Tomi the Drooly Kitty and Rime the Pregnant Kitty sleep on my bed every night and growl when I move. Really growl. Growl.

Here in Morocco, everyone lives with their family until they’re married, or something else happens and they move out.  Though there’s really not a status quo with cultural stuff in the US, many Moroccans find it bizarre that we moved out of our parents’ houses at 17 or 18 to make our own way in the world, and find it even more bizarre that we don’t plan on coming back; that we might not get married at all.

Including Alexandra and I, there are around 10 people living in a house behind the blue walls, tucked away in a corner of the labyrinthine Kasbah: five middle-aged siblings, 3 kids, and the two of us. THEY ARE AWESOME. You’d never guess that the house was small; from the rooftop terrace, it feels as though you have all of Rabat and Salé and the Ocean to wander to; you’d never guess that money’s scarce, because laughter isn’t.

Oh. So we get up before the sun rises, and this is what we watch out the tiny kitchen window as we eat breakfast. Like, whatever.

The family is very traditionally Moroccan, but not at all religious (that means something very different here than it does in the States; I mean only that they don’t pray each time we hear the calls to prayer rise from the mosques surrounding the Kasbah. Maybe they pray in their heads, who knows? I’ll have plenty of time to tell you about religion, religious language, etc…anyway); they sleep, as I mentioned, on the couches bordering every wall, and share one big closet. They all speak Darija, Fous7a, and French, they eat in the traditional Moroccan fashion, they watch ridiculously fantastic Arabic soaps. The house is always occupied, always lively, always loud, never lonely. Neither of us really have any problem communicating, this family are experts at bouncing between languages, encouraging us to speak and explain things to each other.
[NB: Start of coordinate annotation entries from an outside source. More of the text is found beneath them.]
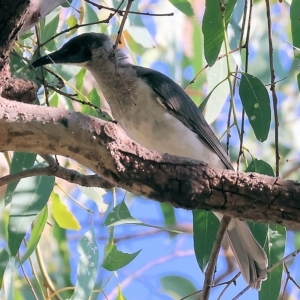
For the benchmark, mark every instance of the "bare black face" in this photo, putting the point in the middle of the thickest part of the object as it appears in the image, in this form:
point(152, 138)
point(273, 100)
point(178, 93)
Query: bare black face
point(77, 50)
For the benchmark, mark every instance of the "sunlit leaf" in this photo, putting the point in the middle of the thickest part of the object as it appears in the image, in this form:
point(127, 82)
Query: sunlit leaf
point(294, 15)
point(115, 259)
point(256, 102)
point(71, 21)
point(274, 248)
point(87, 269)
point(184, 6)
point(49, 31)
point(19, 162)
point(205, 226)
point(29, 199)
point(62, 215)
point(4, 259)
point(213, 29)
point(178, 287)
point(8, 279)
point(96, 194)
point(120, 295)
point(260, 166)
point(169, 213)
point(36, 234)
point(121, 215)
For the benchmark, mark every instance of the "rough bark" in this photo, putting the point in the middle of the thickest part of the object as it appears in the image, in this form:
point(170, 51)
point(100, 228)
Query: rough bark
point(105, 149)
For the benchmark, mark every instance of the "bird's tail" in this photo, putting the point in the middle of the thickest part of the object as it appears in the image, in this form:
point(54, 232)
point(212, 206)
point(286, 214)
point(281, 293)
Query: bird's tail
point(250, 256)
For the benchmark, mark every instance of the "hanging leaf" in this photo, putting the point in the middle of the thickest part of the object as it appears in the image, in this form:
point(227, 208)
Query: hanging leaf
point(62, 215)
point(274, 248)
point(213, 29)
point(256, 102)
point(121, 215)
point(178, 287)
point(115, 259)
point(36, 233)
point(4, 259)
point(260, 166)
point(294, 15)
point(19, 162)
point(29, 199)
point(184, 6)
point(205, 226)
point(87, 269)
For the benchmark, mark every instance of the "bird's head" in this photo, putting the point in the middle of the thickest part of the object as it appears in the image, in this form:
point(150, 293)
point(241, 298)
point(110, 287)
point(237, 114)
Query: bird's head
point(80, 51)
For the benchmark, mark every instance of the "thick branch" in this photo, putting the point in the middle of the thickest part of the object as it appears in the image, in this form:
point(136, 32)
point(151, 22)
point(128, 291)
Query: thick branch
point(105, 149)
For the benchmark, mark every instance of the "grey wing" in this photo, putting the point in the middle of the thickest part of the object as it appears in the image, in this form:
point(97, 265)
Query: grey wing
point(181, 106)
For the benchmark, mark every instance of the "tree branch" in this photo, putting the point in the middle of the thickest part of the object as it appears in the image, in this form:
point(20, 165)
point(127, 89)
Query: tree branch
point(106, 150)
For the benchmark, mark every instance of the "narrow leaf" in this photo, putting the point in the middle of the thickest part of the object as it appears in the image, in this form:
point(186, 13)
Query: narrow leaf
point(62, 215)
point(115, 259)
point(275, 247)
point(213, 29)
point(29, 199)
point(260, 166)
point(4, 259)
point(19, 162)
point(256, 102)
point(36, 233)
point(178, 287)
point(184, 6)
point(87, 269)
point(205, 229)
point(295, 16)
point(121, 215)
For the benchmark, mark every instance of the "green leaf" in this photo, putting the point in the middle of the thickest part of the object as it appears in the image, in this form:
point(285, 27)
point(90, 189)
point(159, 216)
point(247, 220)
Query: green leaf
point(87, 269)
point(256, 102)
point(62, 215)
point(274, 248)
point(260, 166)
point(8, 280)
point(4, 259)
point(295, 16)
point(120, 295)
point(213, 29)
point(19, 162)
point(184, 6)
point(29, 199)
point(298, 81)
point(178, 287)
point(36, 233)
point(115, 259)
point(220, 88)
point(205, 226)
point(169, 213)
point(121, 215)
point(96, 194)
point(71, 21)
point(49, 31)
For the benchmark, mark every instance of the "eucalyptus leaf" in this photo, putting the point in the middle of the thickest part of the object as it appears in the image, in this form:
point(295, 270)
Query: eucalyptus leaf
point(256, 102)
point(29, 199)
point(205, 226)
point(115, 259)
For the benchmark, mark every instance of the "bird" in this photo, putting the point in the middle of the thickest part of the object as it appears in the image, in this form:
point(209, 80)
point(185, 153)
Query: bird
point(155, 112)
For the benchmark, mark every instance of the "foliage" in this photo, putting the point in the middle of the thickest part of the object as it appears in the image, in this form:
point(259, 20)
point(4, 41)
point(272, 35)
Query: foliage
point(218, 50)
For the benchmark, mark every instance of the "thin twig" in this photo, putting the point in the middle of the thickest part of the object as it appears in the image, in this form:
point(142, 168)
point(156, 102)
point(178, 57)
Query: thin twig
point(205, 67)
point(246, 69)
point(54, 169)
point(270, 269)
point(228, 283)
point(208, 280)
point(116, 10)
point(273, 85)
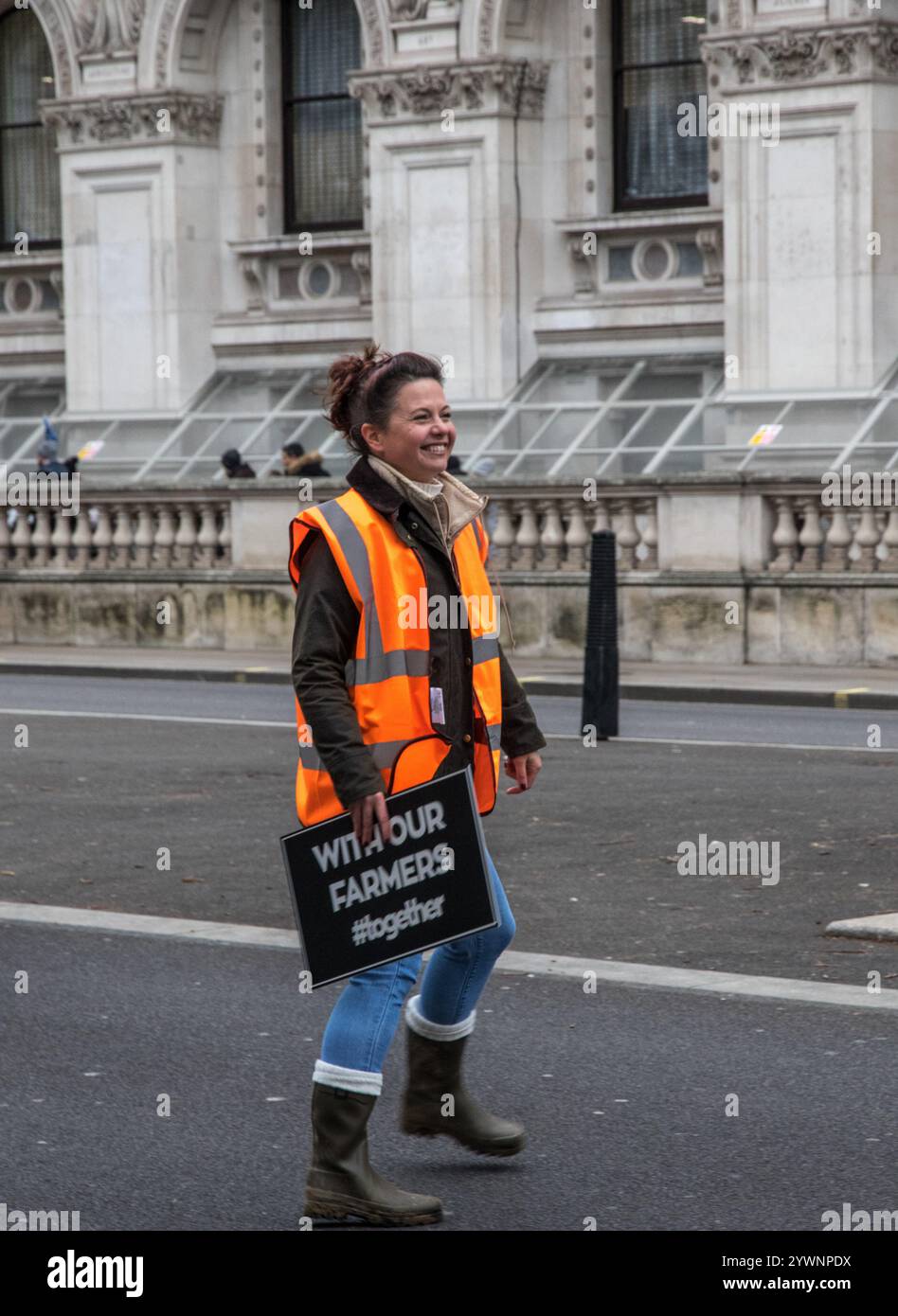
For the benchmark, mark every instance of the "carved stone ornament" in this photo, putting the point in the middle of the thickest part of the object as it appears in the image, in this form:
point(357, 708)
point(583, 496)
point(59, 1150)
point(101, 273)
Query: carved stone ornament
point(108, 27)
point(476, 87)
point(794, 56)
point(709, 243)
point(158, 118)
point(486, 36)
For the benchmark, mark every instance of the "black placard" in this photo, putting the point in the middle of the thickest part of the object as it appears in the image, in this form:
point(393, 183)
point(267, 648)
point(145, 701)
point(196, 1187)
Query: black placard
point(357, 907)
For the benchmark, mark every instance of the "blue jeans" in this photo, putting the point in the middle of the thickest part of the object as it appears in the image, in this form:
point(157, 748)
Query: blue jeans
point(364, 1022)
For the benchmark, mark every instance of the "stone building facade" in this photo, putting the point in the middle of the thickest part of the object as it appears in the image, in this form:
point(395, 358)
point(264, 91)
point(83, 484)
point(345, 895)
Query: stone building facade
point(502, 168)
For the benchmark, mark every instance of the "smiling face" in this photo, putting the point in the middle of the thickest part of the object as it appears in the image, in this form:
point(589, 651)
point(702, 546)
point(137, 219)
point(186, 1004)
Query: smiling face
point(421, 435)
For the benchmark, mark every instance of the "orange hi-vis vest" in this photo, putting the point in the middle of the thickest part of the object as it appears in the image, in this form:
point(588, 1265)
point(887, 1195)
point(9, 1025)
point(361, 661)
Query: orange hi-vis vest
point(388, 679)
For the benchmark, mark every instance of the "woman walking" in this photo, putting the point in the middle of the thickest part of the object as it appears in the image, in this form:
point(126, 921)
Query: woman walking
point(392, 702)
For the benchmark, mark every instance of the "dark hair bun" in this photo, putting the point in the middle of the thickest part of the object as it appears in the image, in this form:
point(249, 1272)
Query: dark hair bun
point(364, 388)
point(347, 381)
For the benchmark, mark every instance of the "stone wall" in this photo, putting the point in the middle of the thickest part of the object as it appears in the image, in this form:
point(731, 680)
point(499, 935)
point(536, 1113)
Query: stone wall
point(669, 617)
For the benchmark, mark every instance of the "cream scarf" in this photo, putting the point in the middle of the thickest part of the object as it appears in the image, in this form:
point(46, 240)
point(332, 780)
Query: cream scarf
point(445, 503)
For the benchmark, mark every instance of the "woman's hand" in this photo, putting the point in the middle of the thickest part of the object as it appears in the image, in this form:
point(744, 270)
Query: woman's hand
point(523, 769)
point(364, 812)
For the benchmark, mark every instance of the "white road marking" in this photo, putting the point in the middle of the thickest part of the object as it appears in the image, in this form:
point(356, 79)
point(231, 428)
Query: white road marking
point(144, 718)
point(512, 961)
point(250, 721)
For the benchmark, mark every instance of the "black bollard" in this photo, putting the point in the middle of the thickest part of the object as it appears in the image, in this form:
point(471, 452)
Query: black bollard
point(601, 675)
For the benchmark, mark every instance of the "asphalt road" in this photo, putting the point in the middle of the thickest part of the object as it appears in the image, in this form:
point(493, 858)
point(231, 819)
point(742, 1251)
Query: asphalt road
point(649, 719)
point(589, 857)
point(623, 1095)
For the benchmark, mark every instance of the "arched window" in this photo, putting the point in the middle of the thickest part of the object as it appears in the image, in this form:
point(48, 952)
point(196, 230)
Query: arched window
point(657, 77)
point(29, 171)
point(323, 124)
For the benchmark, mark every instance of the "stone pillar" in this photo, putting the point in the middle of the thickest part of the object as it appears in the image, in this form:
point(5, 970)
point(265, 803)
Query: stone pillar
point(453, 245)
point(140, 229)
point(811, 198)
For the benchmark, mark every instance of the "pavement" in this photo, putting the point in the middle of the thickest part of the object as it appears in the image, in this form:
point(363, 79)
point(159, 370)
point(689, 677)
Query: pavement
point(757, 684)
point(645, 1110)
point(115, 770)
point(731, 1070)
Abir and Wided are our wonderful, 12-year-old fraternal twin host sisters that we can ask about anything, Jalel is their 14-year-old brother upon whom we are planning a good practical joke to get him back for spraying us with water from the roof yesterday.

That’s another one watching the sun rise. The BOATS. AAAAAH.
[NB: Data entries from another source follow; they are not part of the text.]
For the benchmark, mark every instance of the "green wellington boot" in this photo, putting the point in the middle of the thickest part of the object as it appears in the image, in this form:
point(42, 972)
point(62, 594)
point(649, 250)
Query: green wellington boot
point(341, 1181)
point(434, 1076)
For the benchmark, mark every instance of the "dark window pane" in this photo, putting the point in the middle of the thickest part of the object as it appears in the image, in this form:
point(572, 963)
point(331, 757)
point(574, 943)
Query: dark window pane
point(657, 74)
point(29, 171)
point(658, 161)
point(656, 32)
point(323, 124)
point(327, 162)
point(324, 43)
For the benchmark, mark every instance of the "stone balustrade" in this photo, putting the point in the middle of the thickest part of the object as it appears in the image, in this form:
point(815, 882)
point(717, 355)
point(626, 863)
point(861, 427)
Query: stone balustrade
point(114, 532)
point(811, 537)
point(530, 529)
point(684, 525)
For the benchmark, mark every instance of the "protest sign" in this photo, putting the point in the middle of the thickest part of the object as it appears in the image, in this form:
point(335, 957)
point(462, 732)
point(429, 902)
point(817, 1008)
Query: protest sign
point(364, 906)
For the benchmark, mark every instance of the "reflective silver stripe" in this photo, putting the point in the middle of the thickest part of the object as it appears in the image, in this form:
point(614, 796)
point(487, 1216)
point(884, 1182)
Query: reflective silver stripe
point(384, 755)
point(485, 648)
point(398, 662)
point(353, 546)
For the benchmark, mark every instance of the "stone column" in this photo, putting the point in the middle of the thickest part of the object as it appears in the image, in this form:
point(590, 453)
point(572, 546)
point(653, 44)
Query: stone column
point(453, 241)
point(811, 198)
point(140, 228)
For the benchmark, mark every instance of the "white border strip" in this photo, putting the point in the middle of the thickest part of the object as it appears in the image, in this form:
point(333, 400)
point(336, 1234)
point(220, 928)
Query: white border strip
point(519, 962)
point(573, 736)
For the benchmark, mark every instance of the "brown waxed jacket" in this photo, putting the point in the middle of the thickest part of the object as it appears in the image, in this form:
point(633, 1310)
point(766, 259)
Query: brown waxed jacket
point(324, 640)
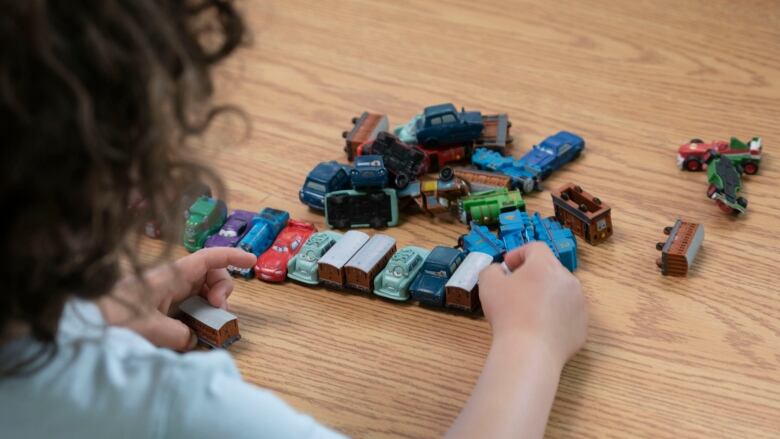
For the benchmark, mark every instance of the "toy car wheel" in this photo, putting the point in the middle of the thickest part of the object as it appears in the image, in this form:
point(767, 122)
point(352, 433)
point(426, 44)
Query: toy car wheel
point(693, 165)
point(750, 168)
point(401, 181)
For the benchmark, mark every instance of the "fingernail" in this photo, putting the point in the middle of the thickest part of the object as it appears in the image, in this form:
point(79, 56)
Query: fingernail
point(193, 341)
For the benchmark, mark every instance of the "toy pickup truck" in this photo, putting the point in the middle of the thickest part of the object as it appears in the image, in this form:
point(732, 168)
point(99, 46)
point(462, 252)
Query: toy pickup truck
point(265, 227)
point(696, 155)
point(325, 177)
point(440, 125)
point(552, 153)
Jamila, Farid, Boushra, Abdnmabid, and Huria are the siblings living here. I’m not sure what all their stories are; some widowed, some divorced, but it’s not unusual here for siblings to just keep living in the family house after their parents die. This family has been in l’Oudaya forever, I’m pretty sure.

People are starting to get to know Alexandra and I, which is nice; maybe soon they won’t try to rip us off at the hanout because we’re foreign, which requires us to overcome our paralyzing fear of haggling with a local shopkeeper (yeah, that is exactly what we came here for. Cultural whatnot. I suppose we’ll get there).

Also, people stare. ALL THE TIME. I’ve never been so conscious of being so white. SO WHITE! SOOOOO WHIIIIIIITTTTTTTTTE ALL THE TIME. SO WHITE AND PRIVILEGED. I think about it all the time. Every time I go out and catch 8 people staring. I wonder if I’ll get used to that.

Also, you think Seattle is well-dressed? Come to Rabat. One Thing I did Not Expect from This Experience: Learning about fashion. Moroccans dress SO WELL, it’s a fashion show every time we step in the street! On the other hand, they immediately change into all-sweats inside the house. It’s two completely different realms, the street and the house. The divides between private and public, female and male, h’shuma and proper—all these I promise to enumerate in more detail over the course of my stay here. There’s a lot to talk about.